A separate amendment that also garnered unanimous support would mandate an inspector general’s report on the administration’s role in family separation and reunification. Those proposals would all be added to the House’s bill funding health, labor and education agencies for fiscal 2019.

“This manufactured crisis is, in my view, government-sanctioned child abuse,” said Connecticut Democrat Rosa DeLauro, who has been among the most vocal lawmakers in calling for greater oversight of the reunification efforts. “We are abdicating our responsibility, our moral responsibility, on this issue.”

But Republicans balked at other measures that would apply more pressure on the administration while throwing their weight behind a controversial amendment overriding judicial precedent and allowing long-term detention of migrant children at the border.

That amendment would permit detention of asylum-seeking families at the border for longer than 20 days — a maneuver that would revive parts of the Trump administration’s “zero-tolerance” border policy and defy a decades-old settlement agreement, yet conform with President Donald Trump’s executive order aimed at ending family separations.

“This is a vexing problem that several administrations have wrestled with,” said Rep.
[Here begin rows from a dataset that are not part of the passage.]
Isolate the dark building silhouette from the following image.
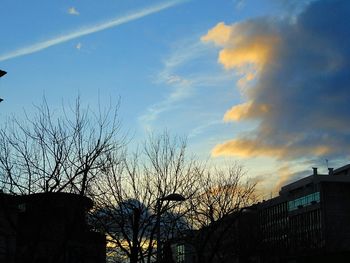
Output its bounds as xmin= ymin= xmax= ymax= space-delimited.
xmin=0 ymin=193 xmax=106 ymax=263
xmin=165 ymin=164 xmax=350 ymax=263
xmin=258 ymin=165 xmax=350 ymax=262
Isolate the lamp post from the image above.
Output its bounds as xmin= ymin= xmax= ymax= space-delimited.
xmin=156 ymin=193 xmax=186 ymax=263
xmin=0 ymin=69 xmax=7 ymax=102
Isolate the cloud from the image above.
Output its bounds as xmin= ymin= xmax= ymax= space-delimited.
xmin=202 ymin=0 xmax=350 ymax=160
xmin=0 ymin=0 xmax=189 ymax=61
xmin=139 ymin=39 xmax=211 ymax=130
xmin=67 ymin=7 xmax=80 ymax=16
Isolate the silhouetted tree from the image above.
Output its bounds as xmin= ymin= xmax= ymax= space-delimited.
xmin=92 ymin=132 xmax=201 ymax=263
xmin=0 ymin=99 xmax=124 ymax=195
xmin=188 ymin=163 xmax=255 ymax=263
Tom Cole of Oklahoma, saying the amendment is aimed at keeping families together during immigration proceedings.

Democrats criticized the amendment for cribbing from a hard-line immigration bill that failed to pass the House last month, arguing it would codify indefinite detention of asylum seekers.

“The solution to family separation is not jailing families together,” said Rep. Barbara Lee of California. “These policies are a disgrace and another stain on this country.”

A federal judge on Monday rejected a Trump administration request to overturn the legal agreement prohibiting long-term detention of migrants. And the measure is unlikely to survive in the Senate, where the 60-vote threshold requires support from some Democrats.

Senate appropriators have already passed their own spending bill free of such controversial amendments.

Yet while avoiding direct criticism of Trump, Republicans on the panel largely signed off on Democrats’ condemnations of the administration’s decision to separate migrant families as a policy.

“This is Congress’ chance to say, ‘No, we’re not going to stand for that,’” Rep. Mark Pocan of Wisconsin said while proposing language stating congressional opposition to splitting up migrant families and urging their immediate reunification.

“I do agree very much with the sentiment,” Cole said before the committee voiced unanimous support. “This is not a policy we should be pursuing.”